Sure enough, just about anybody could have directed “Flight Risk” with little change—scratch off Gibson’s name and throw in “Plane” director…[checks notes] Jean-François Riget, and little notice would be taken. On one hand, this is probably to the film’s benefit, as Gibson, for all his faults as both a human being and a needlessly grizzly stylist, seems to understand here that relative anonymity is far preferable to an obnoxious “pick me!” style of directing in such a contained space; had Matthew Vaughn or Guy Ritchie (or, god forbid, David Leitch) directed this, you can be damn sure the camera would be mounted to somebody’s fist every 15 seconds.

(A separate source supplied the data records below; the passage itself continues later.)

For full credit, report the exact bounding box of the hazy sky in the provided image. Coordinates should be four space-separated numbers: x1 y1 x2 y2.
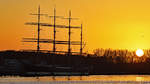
0 0 150 52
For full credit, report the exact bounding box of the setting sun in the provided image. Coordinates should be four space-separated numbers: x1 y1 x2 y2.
136 49 144 57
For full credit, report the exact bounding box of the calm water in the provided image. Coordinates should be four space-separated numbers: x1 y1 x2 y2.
0 75 150 84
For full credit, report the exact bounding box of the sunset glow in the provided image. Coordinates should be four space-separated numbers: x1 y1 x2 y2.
0 0 150 52
136 49 144 57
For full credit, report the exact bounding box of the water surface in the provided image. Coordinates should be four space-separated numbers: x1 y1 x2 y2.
0 75 150 84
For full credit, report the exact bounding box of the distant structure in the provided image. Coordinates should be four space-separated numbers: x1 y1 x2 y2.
23 6 83 55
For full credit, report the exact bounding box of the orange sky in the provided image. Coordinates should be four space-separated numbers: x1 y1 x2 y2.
0 0 150 52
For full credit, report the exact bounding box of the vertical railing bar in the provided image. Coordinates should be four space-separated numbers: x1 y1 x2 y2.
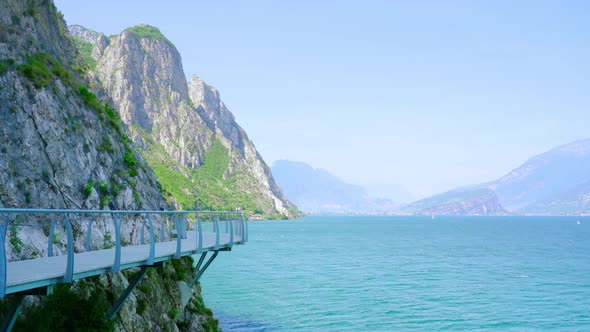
139 218 145 244
160 214 168 242
174 213 182 258
242 216 250 243
182 213 188 239
63 213 74 283
86 217 92 252
213 215 219 250
47 214 55 257
0 214 10 298
111 213 121 272
146 214 156 265
229 217 234 248
196 213 203 253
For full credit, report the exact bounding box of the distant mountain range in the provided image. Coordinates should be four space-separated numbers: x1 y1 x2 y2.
400 139 590 215
271 160 396 214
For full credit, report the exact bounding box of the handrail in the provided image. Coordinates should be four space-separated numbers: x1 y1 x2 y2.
0 208 247 298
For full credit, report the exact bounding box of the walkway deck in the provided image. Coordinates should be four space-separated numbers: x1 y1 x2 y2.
0 208 247 298
6 231 242 294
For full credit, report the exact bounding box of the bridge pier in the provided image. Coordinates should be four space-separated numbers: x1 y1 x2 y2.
107 265 149 320
0 285 53 332
0 293 25 332
0 207 248 332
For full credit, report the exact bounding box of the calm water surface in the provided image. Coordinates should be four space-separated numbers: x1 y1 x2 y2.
201 217 590 331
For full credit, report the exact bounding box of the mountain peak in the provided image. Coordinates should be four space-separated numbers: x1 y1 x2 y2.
123 24 172 44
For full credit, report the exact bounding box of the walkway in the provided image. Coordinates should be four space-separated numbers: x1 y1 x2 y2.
0 208 248 331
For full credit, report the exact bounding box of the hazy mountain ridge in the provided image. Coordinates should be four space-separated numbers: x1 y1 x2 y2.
70 25 298 217
402 139 590 215
272 160 396 214
400 188 506 215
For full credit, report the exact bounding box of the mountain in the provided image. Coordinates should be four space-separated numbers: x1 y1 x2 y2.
519 181 590 215
69 25 298 219
400 188 506 215
402 139 590 215
486 139 590 213
0 0 286 331
272 160 395 214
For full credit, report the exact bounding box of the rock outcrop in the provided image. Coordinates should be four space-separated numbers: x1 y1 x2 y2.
70 25 297 217
0 0 222 331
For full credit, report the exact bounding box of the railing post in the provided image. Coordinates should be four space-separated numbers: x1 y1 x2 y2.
86 219 92 252
0 214 10 298
240 213 248 244
111 213 121 272
63 213 74 283
146 214 156 265
229 217 234 248
196 213 203 253
181 213 188 239
139 219 145 244
244 214 250 243
213 215 219 250
174 213 182 258
47 214 55 257
160 214 168 242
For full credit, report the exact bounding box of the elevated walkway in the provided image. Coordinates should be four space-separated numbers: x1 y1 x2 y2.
0 209 248 331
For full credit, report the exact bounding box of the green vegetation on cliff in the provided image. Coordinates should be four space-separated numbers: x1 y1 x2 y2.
0 257 219 332
137 126 286 219
123 24 171 43
72 36 96 70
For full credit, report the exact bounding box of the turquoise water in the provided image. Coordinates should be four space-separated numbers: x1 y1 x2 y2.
201 217 590 331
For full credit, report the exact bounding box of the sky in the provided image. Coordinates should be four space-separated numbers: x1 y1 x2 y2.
55 0 590 198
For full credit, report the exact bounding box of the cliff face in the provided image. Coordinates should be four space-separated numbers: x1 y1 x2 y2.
70 25 296 217
0 0 219 330
401 189 506 215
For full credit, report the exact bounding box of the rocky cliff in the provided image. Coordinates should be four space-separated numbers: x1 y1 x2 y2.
401 189 506 215
0 0 216 331
70 25 297 217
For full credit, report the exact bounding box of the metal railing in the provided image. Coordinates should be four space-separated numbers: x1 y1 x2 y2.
0 208 248 298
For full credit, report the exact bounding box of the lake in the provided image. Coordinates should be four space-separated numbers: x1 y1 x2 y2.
201 217 590 331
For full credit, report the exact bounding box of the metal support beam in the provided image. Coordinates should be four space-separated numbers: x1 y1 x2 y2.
195 251 207 270
111 214 121 272
107 265 148 320
189 250 219 288
0 214 10 298
63 213 74 283
0 294 25 332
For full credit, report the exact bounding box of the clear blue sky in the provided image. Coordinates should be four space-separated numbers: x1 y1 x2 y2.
55 0 590 197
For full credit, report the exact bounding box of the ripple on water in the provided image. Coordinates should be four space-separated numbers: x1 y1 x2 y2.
202 217 590 331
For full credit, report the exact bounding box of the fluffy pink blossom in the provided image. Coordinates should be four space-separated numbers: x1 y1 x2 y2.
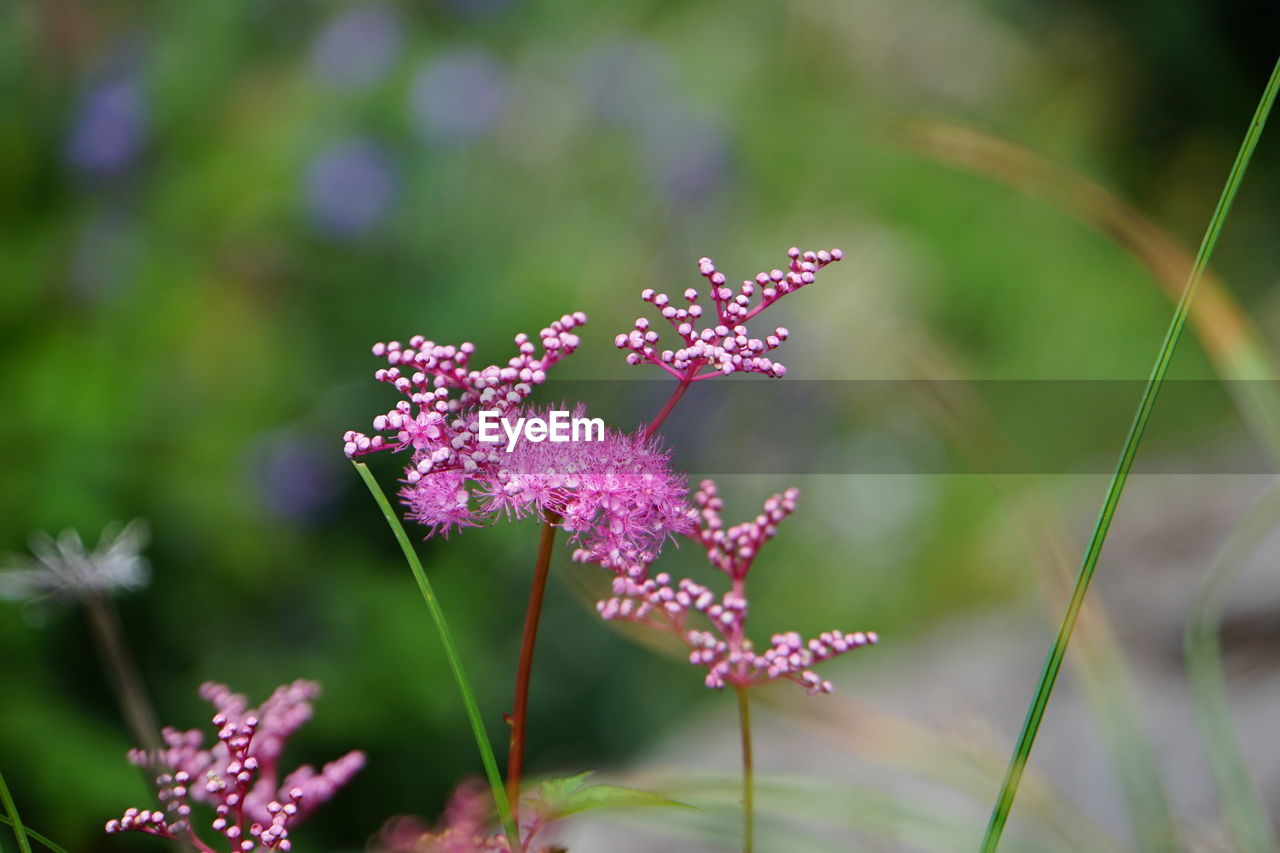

On the other hand, there are moments in which “Flight Risk” could possibly benefit from a bit more flair (… or flare) on the part of the man trying to go unnoticed until Trump’s second inauguration makes it totally fine to be openly discriminatory once again. (Note: this review was written before Gibson was announced as one of Trump’s “special ambassadors to Hollywood,” whatever that winds up meaning.) Any shot taking place outside the rickety airplane seems to have been thrown together from leftover CGI backdrops from last year’s “Society of the Snow”—one particular shot, involving fire extinguisher runoff trailing the back of the craft, seems an especially missed opportunity for some real visual kick.
At the end of the day, though, Mel Gibson’s task, true to the ethos of the recently reassessed January timeslot, seems to have been less about delivering above and beyond and more about not getting in his own way. Once you assess the excessively flippant dynamic between Wahlberg’s cowboy Butler impression, Dockery’s straight-man routine, and Grace’s deadpan motormouth, there’s enough to glean from the film’s straightforward thrills and radio-static paranoia to land this sucker with minimal damage.